ABSTRACT

In The Spanish Tragedy, Titus Andronicus and Hamlet, being ‘theatrical’ or ‘melodramatic’ in remembrance of the dead carried a positively construed sense of being ‘extensive’ in such performance, the plays thus denoting and championing popish ‘excesses’ in Protestant England. However, a question that arises is how a Protestant more ideologically committed than Kyd and Shakespeare thus might have written a revenge tragedy, a genre extravagant even in its classical origins, and therefore likely to present ‘excessive’ remembrances?1 Written by John Marston, who suffered public censorship by Archbishop Whitgift and Bishop Bancroft in 1599 before taking ‘Anglican’ orders in 1609,2 Antonio’s Revenge (c.1599-1601) provides an answer. Crucially, it reduces the dramatic centrality and impact of mourning in two ways. First, in place of the view that extensive funerary ritual ‘fits’ in remembrance of the dead, its absence justifying revenge, Marston presents in Pandulpho an active dissenter from such ritual, which he persistently and openly criticizes as inappropriate.
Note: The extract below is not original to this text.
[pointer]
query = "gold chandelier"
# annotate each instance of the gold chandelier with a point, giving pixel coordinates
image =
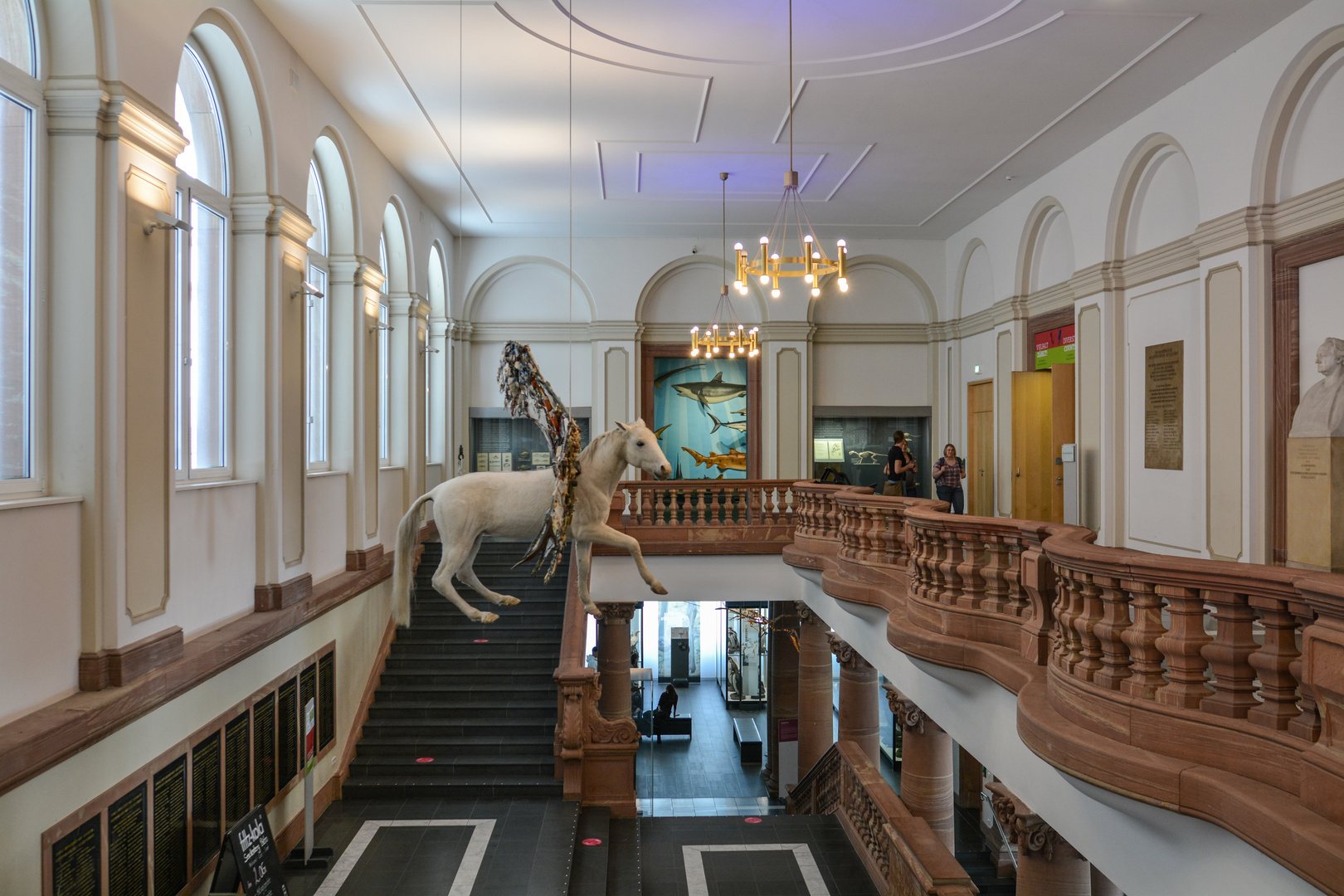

Second, in presenting ‘Piero Sforza’ (‘rapacious’ or ‘forceful Peter’) as the corrupt power of the play, Marston implies a corrupt ‘Peter’ – coming to suggest, as we shall observe, the See of Peter – lies directly behind the remembrance challenged by Pandulpho. This proto-Reformer does not by any means have it all his way, but Antonio’s Revenge thus distinguishes itself from the plays of the previous chapter through a sustained contrast of views on remembrance,3

1 I considered such classical origins in relation to remembrance in my Introduction to the study on p. 10-11.